I was sailing a Yamaha Seahopper at the time. It was fast but it hasn't got a trapeze. So I looked for a dinghy which goes faster and has a trapeze like the Hobie and I found it.
BSP's Panaga yacht club, was buying a new fleet of 470's and selling its old boats by auction (advertised in the Salam). I entered a bid and bought all three for 2k. I cannibalised the parts and ended up with one complete 470 sailing dinghy. However Eugene was just too young to use the trapeze as shown in this file photo ( minimum body weight required was 60 kg).

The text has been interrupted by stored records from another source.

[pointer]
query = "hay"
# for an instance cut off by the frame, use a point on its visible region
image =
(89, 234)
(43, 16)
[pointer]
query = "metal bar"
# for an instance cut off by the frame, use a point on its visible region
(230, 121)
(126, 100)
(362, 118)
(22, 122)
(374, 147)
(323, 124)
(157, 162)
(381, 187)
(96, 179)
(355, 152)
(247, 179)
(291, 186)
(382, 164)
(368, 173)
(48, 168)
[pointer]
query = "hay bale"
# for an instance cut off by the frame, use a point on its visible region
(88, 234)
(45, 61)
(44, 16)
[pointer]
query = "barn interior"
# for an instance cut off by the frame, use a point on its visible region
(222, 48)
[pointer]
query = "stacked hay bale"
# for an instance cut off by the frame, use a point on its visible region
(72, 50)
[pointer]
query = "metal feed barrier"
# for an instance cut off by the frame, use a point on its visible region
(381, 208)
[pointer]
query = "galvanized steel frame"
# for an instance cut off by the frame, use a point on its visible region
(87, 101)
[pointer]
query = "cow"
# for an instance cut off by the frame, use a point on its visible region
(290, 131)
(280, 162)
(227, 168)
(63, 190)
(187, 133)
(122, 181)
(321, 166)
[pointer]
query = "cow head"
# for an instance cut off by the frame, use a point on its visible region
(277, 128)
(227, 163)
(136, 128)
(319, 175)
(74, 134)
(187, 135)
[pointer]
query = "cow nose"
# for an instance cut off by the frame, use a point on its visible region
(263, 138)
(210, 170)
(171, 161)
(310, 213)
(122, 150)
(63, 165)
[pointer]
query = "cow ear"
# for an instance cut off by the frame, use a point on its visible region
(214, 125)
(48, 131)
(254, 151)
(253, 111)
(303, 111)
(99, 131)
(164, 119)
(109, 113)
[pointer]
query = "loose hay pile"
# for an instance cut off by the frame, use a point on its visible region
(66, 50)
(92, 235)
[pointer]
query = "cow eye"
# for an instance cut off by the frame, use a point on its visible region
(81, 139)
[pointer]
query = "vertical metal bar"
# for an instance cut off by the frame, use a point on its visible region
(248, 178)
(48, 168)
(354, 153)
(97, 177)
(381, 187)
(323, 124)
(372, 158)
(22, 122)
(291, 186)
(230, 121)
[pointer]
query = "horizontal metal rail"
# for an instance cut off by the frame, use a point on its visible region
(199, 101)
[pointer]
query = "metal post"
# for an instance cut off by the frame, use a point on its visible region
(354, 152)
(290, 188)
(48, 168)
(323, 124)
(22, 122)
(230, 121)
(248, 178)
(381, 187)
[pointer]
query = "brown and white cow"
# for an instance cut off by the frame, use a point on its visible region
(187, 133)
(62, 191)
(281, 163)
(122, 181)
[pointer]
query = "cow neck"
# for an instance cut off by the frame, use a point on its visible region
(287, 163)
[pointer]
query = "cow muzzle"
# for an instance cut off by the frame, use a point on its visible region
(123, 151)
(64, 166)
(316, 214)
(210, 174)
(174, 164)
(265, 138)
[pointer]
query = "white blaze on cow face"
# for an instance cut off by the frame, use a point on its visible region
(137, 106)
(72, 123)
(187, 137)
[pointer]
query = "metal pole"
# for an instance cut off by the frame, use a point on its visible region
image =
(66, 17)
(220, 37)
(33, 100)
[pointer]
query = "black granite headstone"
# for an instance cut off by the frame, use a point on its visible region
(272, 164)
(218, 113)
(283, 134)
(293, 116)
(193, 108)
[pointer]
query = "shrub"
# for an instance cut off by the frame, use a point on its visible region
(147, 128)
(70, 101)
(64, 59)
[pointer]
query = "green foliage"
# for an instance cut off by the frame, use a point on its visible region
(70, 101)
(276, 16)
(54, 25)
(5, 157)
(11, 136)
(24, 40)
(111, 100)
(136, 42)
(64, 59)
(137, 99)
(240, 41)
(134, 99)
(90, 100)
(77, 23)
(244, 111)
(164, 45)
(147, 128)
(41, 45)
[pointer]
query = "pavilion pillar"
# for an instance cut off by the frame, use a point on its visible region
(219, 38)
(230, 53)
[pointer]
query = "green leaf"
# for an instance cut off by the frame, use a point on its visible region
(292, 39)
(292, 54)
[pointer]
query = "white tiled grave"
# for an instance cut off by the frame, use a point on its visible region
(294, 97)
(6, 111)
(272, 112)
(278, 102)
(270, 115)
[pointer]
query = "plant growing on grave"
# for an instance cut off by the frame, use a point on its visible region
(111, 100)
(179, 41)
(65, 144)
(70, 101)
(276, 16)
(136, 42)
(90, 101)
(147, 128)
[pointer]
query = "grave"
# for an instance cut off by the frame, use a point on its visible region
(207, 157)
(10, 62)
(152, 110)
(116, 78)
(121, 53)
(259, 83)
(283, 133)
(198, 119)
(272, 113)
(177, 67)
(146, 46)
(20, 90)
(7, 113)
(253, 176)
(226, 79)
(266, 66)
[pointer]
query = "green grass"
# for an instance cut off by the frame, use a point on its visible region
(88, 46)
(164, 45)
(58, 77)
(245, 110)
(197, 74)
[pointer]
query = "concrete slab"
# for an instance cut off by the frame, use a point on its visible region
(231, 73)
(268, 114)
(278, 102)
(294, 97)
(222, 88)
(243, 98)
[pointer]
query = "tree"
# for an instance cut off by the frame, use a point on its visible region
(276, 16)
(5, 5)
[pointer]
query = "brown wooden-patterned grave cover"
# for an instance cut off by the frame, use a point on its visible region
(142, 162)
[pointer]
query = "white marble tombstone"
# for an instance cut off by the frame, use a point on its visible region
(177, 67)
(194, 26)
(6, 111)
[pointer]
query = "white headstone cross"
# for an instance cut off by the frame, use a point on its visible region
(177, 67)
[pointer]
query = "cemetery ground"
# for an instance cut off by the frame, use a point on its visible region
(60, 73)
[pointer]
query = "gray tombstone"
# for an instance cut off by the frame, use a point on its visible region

The 470 is a very powerful boat. In fact too much boat for a novice single hander because it was designed as a 2-men boat. It had three sails: jib, main and spinnaker. I was soon looking for another dinghy and I found it.

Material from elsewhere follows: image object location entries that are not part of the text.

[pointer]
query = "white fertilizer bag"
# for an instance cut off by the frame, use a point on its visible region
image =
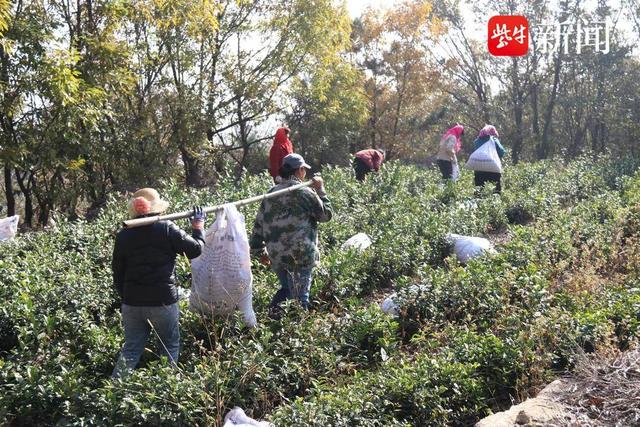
(455, 171)
(237, 418)
(8, 227)
(222, 279)
(359, 242)
(389, 305)
(485, 158)
(467, 248)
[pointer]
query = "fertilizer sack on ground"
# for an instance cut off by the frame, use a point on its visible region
(485, 158)
(8, 227)
(389, 305)
(222, 280)
(237, 418)
(467, 248)
(359, 242)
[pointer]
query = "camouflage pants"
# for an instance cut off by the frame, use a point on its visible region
(293, 285)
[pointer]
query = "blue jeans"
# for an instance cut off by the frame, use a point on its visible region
(293, 285)
(137, 323)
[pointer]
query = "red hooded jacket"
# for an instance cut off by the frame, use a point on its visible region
(279, 150)
(372, 158)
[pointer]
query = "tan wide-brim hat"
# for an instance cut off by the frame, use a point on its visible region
(146, 201)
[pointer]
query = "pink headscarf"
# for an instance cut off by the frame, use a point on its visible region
(456, 131)
(488, 130)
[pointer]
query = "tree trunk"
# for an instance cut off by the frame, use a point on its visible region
(26, 189)
(8, 190)
(518, 109)
(191, 168)
(543, 146)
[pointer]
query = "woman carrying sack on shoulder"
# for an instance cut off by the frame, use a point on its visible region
(450, 144)
(486, 167)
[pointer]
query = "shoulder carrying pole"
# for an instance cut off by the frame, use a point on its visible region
(138, 222)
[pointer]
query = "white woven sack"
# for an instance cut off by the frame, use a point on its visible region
(467, 248)
(389, 305)
(485, 158)
(221, 275)
(9, 227)
(237, 418)
(455, 171)
(358, 242)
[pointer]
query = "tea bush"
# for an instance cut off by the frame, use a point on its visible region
(468, 340)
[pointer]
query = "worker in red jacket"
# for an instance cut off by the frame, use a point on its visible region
(281, 148)
(367, 161)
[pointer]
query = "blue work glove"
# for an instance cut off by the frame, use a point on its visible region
(198, 217)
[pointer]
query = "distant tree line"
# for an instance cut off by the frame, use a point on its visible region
(103, 95)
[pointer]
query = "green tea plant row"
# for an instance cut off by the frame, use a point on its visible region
(468, 337)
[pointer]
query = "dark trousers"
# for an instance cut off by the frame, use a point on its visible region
(446, 168)
(480, 178)
(360, 168)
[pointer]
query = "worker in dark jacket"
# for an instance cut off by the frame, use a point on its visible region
(366, 161)
(143, 265)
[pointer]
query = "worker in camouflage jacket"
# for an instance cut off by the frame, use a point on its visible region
(285, 234)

An expiate arrived from Oman on transfer. He packed his own Laser inside his 20 ft. container with all his furniture. At the Shell yacht club, Piasau, he found a whole fleet of brand new Lasers at his disposal. He advertised his old boat for sale and I was the only person interested in it. I offered him RM650 for it and I got it. He was most surprised when I arrived with my own boat trailer to pick up the boat the next day! Except for me, there were no other buyers out there looking for a sailing dinghy!

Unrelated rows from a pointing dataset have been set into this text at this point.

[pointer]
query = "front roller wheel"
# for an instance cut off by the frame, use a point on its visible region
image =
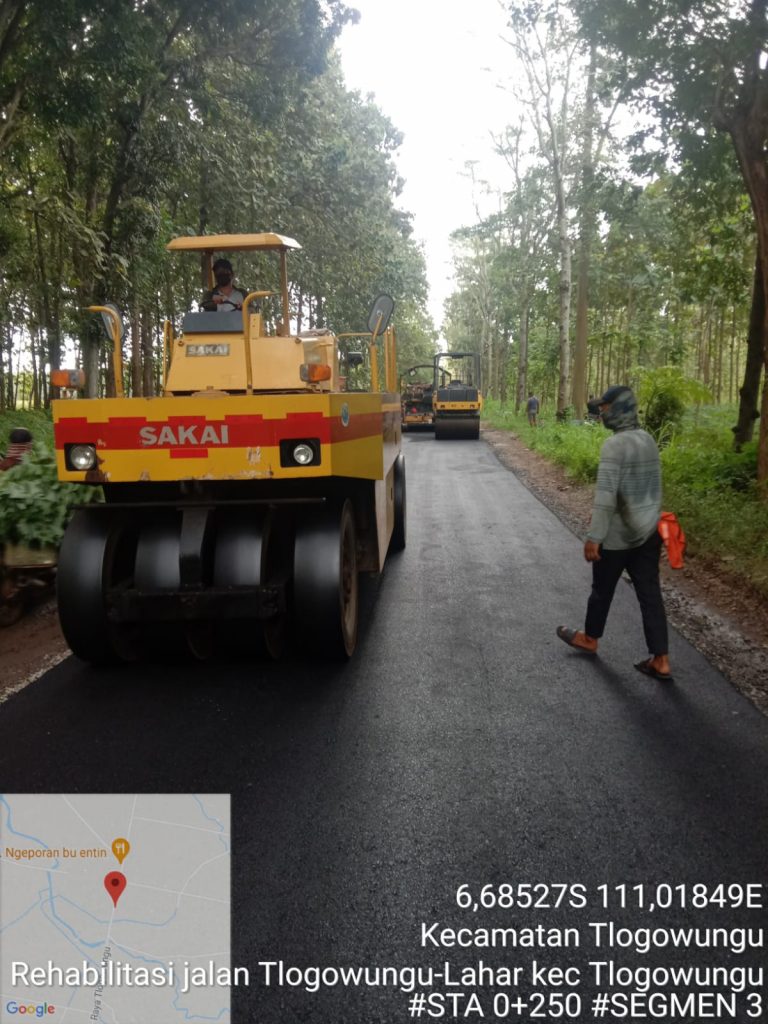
(96, 553)
(252, 551)
(326, 594)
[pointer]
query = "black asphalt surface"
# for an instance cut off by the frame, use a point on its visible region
(464, 744)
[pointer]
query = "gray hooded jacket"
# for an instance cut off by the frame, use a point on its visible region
(628, 494)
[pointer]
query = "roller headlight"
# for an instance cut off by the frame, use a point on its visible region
(300, 452)
(303, 455)
(81, 457)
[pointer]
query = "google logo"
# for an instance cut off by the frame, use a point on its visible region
(39, 1011)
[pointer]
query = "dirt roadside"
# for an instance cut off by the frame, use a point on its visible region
(713, 610)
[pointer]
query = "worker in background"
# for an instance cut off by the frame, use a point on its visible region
(224, 297)
(624, 532)
(19, 443)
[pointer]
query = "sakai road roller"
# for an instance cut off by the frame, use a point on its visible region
(416, 394)
(458, 403)
(245, 501)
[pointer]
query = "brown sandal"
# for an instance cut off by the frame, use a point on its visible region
(568, 636)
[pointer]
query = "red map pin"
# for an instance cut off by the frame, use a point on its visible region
(115, 884)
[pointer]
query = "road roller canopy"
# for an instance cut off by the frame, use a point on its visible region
(266, 241)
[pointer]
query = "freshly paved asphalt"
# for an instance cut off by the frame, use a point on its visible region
(463, 744)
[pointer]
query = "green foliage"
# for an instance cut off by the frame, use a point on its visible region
(576, 446)
(37, 422)
(712, 488)
(34, 506)
(664, 394)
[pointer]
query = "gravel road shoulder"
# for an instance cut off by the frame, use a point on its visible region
(714, 610)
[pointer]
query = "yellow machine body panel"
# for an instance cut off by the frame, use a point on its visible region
(458, 407)
(231, 437)
(217, 361)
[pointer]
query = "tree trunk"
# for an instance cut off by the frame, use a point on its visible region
(147, 388)
(136, 378)
(756, 340)
(579, 386)
(564, 325)
(522, 357)
(748, 132)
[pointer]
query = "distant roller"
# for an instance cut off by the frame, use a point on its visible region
(460, 428)
(458, 399)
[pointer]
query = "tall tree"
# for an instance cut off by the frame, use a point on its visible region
(700, 65)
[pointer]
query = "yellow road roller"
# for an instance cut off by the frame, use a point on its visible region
(244, 501)
(458, 402)
(416, 394)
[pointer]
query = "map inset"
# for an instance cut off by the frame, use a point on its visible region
(115, 908)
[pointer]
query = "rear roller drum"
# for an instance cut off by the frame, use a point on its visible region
(97, 553)
(458, 429)
(398, 481)
(326, 594)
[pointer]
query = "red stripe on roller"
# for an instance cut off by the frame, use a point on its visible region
(124, 433)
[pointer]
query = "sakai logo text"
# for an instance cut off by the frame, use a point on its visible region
(177, 436)
(41, 1010)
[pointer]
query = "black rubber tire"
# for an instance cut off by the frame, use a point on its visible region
(326, 586)
(11, 608)
(397, 542)
(252, 550)
(95, 553)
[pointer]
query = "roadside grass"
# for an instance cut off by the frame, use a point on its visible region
(38, 422)
(710, 486)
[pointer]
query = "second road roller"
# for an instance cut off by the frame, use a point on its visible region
(245, 501)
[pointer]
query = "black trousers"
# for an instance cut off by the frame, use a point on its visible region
(642, 565)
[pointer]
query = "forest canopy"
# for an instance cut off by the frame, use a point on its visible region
(123, 125)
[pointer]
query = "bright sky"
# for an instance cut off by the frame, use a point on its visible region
(433, 70)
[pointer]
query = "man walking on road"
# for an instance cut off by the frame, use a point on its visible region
(624, 532)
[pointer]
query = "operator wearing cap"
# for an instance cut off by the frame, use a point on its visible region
(224, 297)
(624, 531)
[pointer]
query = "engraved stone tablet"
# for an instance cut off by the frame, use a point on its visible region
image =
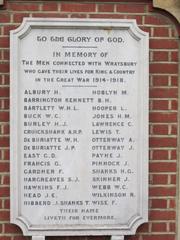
(79, 127)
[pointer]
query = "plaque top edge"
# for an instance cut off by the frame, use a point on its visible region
(79, 23)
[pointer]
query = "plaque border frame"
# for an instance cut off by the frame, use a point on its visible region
(55, 23)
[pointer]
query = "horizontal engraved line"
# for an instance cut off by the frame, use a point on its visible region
(79, 85)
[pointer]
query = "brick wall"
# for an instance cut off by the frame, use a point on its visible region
(163, 104)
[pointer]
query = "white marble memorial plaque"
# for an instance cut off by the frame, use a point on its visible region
(79, 127)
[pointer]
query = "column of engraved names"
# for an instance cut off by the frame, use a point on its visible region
(46, 135)
(112, 123)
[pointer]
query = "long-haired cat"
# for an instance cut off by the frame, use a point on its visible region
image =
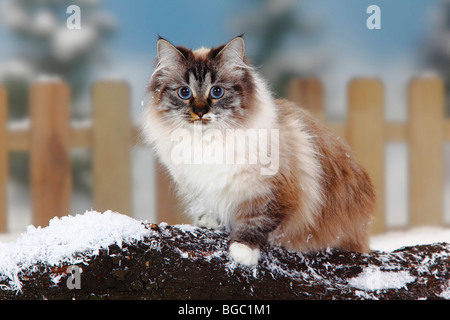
(316, 196)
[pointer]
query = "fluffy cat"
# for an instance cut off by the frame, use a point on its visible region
(316, 197)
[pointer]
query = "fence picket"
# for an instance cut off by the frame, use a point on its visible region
(3, 159)
(50, 137)
(366, 136)
(426, 155)
(50, 165)
(308, 93)
(111, 143)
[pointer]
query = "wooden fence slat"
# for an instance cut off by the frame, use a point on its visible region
(3, 159)
(426, 157)
(366, 136)
(50, 164)
(308, 93)
(111, 143)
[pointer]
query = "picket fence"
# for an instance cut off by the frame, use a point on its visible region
(111, 136)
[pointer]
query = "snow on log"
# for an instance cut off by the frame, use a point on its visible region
(112, 256)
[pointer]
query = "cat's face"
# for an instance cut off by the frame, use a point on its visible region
(214, 87)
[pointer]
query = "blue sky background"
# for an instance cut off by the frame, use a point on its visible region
(353, 50)
(339, 49)
(340, 38)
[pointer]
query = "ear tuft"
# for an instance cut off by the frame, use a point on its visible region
(234, 51)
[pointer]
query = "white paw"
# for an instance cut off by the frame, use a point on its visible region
(243, 254)
(208, 222)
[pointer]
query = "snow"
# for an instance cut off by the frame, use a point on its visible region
(396, 239)
(63, 239)
(372, 278)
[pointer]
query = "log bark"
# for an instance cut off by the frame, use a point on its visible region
(185, 262)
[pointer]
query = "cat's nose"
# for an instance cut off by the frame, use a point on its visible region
(200, 110)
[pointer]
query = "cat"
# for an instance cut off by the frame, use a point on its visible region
(316, 197)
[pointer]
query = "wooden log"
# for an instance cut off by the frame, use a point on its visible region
(3, 159)
(50, 164)
(111, 142)
(185, 262)
(426, 151)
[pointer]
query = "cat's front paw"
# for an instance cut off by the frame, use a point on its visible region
(208, 221)
(243, 254)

It was a Hobie 16, big brother to the Hobie 14 and 12 which has just one sail, the main. This Hobie 16 is a sloop rigged, two-man catamaran (twin hulls). The Hobie concept is a massed produced cat for surfing, racing and just for fun sail boat (130,000 sold world wide). It carries an enormous sail area for its size, 22.3 sq metre (240 sq ft). Its performance is brilliant in a fresh breeze. Because of the large sail area, it sails almost like a skiff. The crew and helm both have a trapeze for hiking out if necessary. The off set design of the hulls made a centre board unnecessary. The twin rudders are operated by well designed cams allowing the boat to beach safely. On hitting the beach, the rudders are rigged to kick up automatically, thus avoiding damage.
|on the way home|
This Hobie 16 (sail No 82193) was advertised for sale on Trademe, (a NZ buy/sell web site). I monitored it daily for three weeks. There were no buyers because winter is approaching next month. Within 2 hours of viewing the boat in Raglan, I paid the owner and towed it home. This will be my winter project this year. I can sail it right now but the weather is slightly too cold in June for performing capsize drills. This was the very reason why I decided to buy a 19ft trailer yacht in 1996 (Kestrel). It doesn't capsize; neither should a Hobie 16 when single handed by an experienced helm. After 35 years' sailing different dinghies and yachts, I feel quite confident and capable of handling this, my first catamaran.
There are lots of things to fix on this 1982 model. I laid out and examined the jib and main (sails). They are in reasonable condition. The main sheet is good but the jib sheet is pretty worn out. Lines are expensive ($3 to $5 per metre) I need to replace all the shock cords which are in poor condition. The traveler is broken and un-serviceable. First I will wash this boat with my hi-pressure pump and give it a thorough inspection on the front lawn where it is parked now. It will probably not be launched until next spring when the weather gets a bit warmer for dinghy sailing. Included with this boat is a road trailer and also a separate set of launching wheels for the beach. The mast weighs 18 kg and 8M long. The taller front support for the mast on the road trailer enables it to clear the towing vehicle by a slim margin.
|winter project, 2015|
The boat is 2.5M wide and overhangs the trailer wheels on both sides. On the way home, I found out that it was much easier to tow on the highway than my previous boat, a Noelex 22 which weighs 736 kg.
|my previous boat|
Down sizing certainly has its many advantages. It seems now possible that I will continue my sailing hobby for a few more years to come. A catamaran can not plane (overtake its own bow wave) but it can fly one hull under windy conditions; making it an extremely exciting boat to sail, comparable to a skiff. This is my very first catamaran. I am very confident that I will be able to handle it alone on the water if I choose to launch it when the wind does not exceed 10 knots. With stronger wind speed I will need to learn to hang out on the trapeze!